Is this also your biological child? You can only file Head of Household if this is your own child.
Am I Head of Household?
https://ttlc.intuit.com/questions/1894553-do-i-qualify-for-head-of-household
https://ttlc.intuit.com/questions/2900097-what-is-a-qualifying-person-for-head-of-household
If you qualify as Head of Household, when you enter your filing status (single or married filing separately) into MyInfo, and then enter your qualifying dependent, TurboTax will offer HOH as your filing status.
Yes I qualify for head of household. I guess how does my partner account on her taxes for her section 125 account if I’m claiming head of household but she has been taking money out pre tax for day care?
She can't. If she cannot claim the childcare credit, that pre-tax money becomes taxable income.
@ryanlkeith wrote:Yes I qualify for head of household. I guess how does my partner account on her taxes for her section 125 account if I’m claiming head of household but she has been taking money out pre tax for day care?
Box 10 of her W-2 should show the amount she contributed. Then just follow all of the questions in TurboTax. Because she does not qualify to contribute to the §125 account (because she is not claiming the child as a dependent), that amount will be added back as income on her tax return.

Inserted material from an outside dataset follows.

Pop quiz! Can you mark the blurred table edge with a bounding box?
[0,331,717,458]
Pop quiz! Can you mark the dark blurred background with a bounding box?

With 2 unmarried parents living together and sharing custody, you can't use the "special rules for children of divorced or separated parents."
That means that one person claims the child as a dependent, and the other parent should simply delete the child from their return completely. Don't even list their name.
The problem is that in the child's interview, you are asked "do you have an agreement to share custody." This only applies to a court custody order for divorced or separated parents, not a verbal agreement between unmarried partners. If parent A is going to claim the child, parent A must answer "no" to the agreement question in order to qualify for head of household and the dependent care credit. Parent B should not list the child at all, because if parent B answers "yes", they may claim the wrong benefits, and if they answer "no" they will conflict with parent A.
In your case, parent A has a dependent care FSA account but parent B is claiming the child as a dependent. Parent A will answer the questions about the FSA account, no I do not have qualifying expenses. The FSA amount is added back to the person's taxable income, but there is no additional penalty. Parent B may use the child's expenses to qualify for the child and dependent care credit, since the expenses were paid with taxable money.
Incidentally, to withdraw any money from the FSA, parent A must certify these are qualifying expenses. Since they are not, parent A can't get any money out unless parent A lies on the reimbursement form. Since the compliance burden for FSAs is on the employer, not the employee (or the employer's hired benefit administrator), the taxpayer won't get in trouble if the employer is audited, but the employer could get in trouble, and this could really mess up your relationship. If you can't cancel the FSA, it may be better for parent A to claim the child and use the FSA even though parent B loses the benefit of HOH status.